Twenty-first century physicians must successfully function in a health care environment that capitalizes on the resources of teams to deliver patient care. Improvements in quality, reduction in cost, optimization of efficiency and ultimately achieving the best possible patient outcomes and safety all depend on highly effective and smoothly functioning teams. Physicians-in-training are at an ideal teachable moment in their professional development to understand and master these team communication skills.
At UPSOM, the approach to interprofessional and team education is to incorporate this as a longitudinal curriculum theme where there is a progressive build and reinforcement throughout the four years. Students develop these skills through a spectrum of clinical and non-clinical experiences, each contributing to their personal development. Within this domain is also the development of leadership skills which includes both the ability to lead and the ability to function well with a leader.
UPSOM defines interprofessional education consistent with WHO (2010) and the Interprofessional Education Collaborative (IPEC). IPE is “when students from two or more professions learn about, from and with each other to enable effective collaboration and improve health outcomes.”
Help all students develop the skills and behaviors necessary to function well within and to lead professional and interprofessional teams.
The following are a sample of the curricular experiences in interprofessional and team education.
Since it was initiated in 2008, this annual half-day experience provides students from all University of Pittsburgh Health Sciences Schools, including all first year medical students, the opportunity to learn together about the essential and fundamental importance of interprofessional healthcare delivery. After observing a patient interview, students heard from a diverse panel of health sciences deans about the opportunities for improved patient care and interprofessional communication that were revealed.
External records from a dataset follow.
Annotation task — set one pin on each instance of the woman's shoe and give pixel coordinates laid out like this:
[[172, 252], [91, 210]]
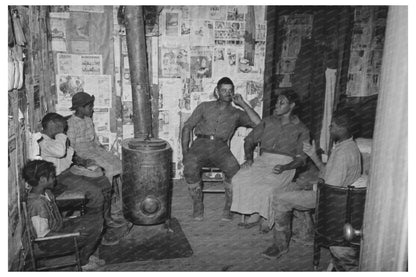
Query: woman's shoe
[[264, 227], [251, 224]]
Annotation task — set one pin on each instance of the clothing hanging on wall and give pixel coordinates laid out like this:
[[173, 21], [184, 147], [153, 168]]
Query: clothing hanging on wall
[[330, 82]]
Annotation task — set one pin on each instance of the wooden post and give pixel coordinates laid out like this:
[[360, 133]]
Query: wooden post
[[385, 228]]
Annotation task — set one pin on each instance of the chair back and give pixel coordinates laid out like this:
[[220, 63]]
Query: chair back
[[337, 206]]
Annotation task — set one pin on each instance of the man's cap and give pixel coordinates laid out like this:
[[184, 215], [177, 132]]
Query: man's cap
[[81, 99]]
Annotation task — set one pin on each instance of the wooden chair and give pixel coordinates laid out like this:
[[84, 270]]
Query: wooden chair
[[336, 206], [70, 201], [37, 255]]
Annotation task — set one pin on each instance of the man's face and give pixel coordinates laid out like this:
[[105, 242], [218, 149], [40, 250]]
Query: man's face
[[226, 92], [87, 110], [283, 106], [335, 130]]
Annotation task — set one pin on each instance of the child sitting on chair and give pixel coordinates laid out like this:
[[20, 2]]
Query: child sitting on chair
[[47, 221]]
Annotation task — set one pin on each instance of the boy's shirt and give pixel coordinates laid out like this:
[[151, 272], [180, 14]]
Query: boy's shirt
[[44, 213], [56, 151]]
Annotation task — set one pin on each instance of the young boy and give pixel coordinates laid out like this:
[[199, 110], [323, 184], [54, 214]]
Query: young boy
[[343, 169], [83, 138], [47, 221]]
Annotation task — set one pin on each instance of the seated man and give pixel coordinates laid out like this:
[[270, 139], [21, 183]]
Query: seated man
[[84, 140], [47, 221], [215, 123], [54, 148], [343, 169], [281, 138]]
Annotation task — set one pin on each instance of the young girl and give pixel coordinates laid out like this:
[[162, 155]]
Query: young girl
[[47, 221]]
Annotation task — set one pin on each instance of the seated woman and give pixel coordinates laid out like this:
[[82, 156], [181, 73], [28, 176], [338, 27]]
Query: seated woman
[[281, 137], [343, 169], [47, 221], [54, 148], [83, 138]]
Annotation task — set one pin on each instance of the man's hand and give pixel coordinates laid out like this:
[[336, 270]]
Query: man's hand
[[309, 149], [247, 164], [184, 151], [277, 169], [89, 162], [238, 99]]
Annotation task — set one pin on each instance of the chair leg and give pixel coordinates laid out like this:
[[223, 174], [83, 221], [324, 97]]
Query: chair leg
[[316, 255], [77, 255]]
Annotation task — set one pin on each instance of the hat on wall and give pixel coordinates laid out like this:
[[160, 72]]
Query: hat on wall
[[81, 99]]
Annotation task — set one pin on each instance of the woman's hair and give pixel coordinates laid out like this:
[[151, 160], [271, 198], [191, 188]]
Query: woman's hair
[[35, 169], [346, 119], [54, 117], [225, 80], [290, 95]]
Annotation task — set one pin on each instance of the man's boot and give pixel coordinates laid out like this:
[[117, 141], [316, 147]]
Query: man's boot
[[109, 221], [281, 236], [195, 191], [227, 215]]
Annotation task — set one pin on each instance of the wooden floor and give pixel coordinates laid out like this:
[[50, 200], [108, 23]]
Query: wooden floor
[[222, 246]]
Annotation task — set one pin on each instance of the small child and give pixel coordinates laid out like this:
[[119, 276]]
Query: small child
[[47, 220]]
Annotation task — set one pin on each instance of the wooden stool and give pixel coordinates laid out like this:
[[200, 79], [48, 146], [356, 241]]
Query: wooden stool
[[302, 227]]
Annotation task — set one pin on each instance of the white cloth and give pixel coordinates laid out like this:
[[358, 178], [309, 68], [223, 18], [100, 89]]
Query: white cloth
[[330, 81], [253, 187]]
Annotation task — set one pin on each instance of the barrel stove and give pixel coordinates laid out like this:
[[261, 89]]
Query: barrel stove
[[147, 178], [147, 181]]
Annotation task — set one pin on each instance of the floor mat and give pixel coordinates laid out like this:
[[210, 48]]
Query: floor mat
[[148, 243]]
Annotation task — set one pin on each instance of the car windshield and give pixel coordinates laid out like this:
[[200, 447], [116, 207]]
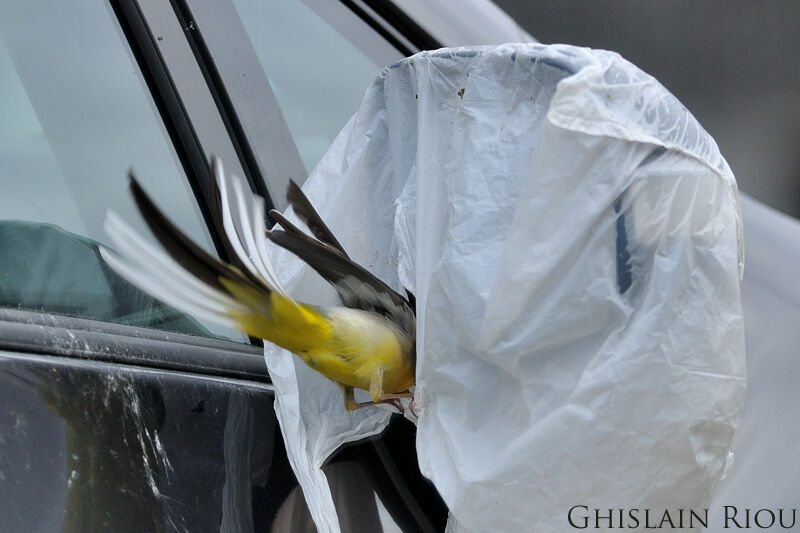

Students were then charged to develop their own proposals for improving interprofessional education at the University of Pittsburgh as part of an annual prize competition for curricular development in this domain.
Clinical Clerkship Experiences
Medical students necessarily are assimilated into interprofessional teams in a variety of care settings as part of the clinical experience. For example, the anesthesia and surgical faculty serve as superb and continuous models of how physicians may interact with a multi-disciplinary team as nurses, technicians, perfusionists and a broad range of support staff come together in the complex environments of the peri-operative and surgical suite.
All students also have at least two week's experience in emergency department care as part of the Specialty Care Clerkship. Students are immersed in an environment that depends on synchrony among all members in the chain of health care delivery, beginning in the pre-hospital setting and extending all the way to the inpatient ward, as for example the trauma team. Here, students come to learn how the contributions of all of the trauma team members from various medical, surgical, nursing, imaging and laboratory departments converge to deliver the best possible care with the greatest rapidity and clear communication. They also have an opportunity to observe the dynamic nature of these highly functioning teams as leadership roles are often quite fluid with the arrival and departure of various clinical specialists to the trauma resuscitation suite.
Students are exposed to a range of interprofessional teams during the Clinical Experiences Course, a required course for first- and -second year students. Students often rotate in clinical settings that are primarily staffed by physician extenders and other health professionals. Medical students, as physicians-in-training, are well served to recognize that the majority of patient benefit in these settings is delivered by someone other than the physician. This provides an irreplaceable opportunity for modeling how they may function well as part of interprofessional teams, and a glimpse of how a large portion of health care will necessarily be delivered looking to the future.
All third-year medical students join with nursing and pharmacy students for this week-long course that consists of didactic, small group, and nursing home experiences that highlight the interdisciplinary nature of patient care and the special contributions each profession provides to high-quality patient care.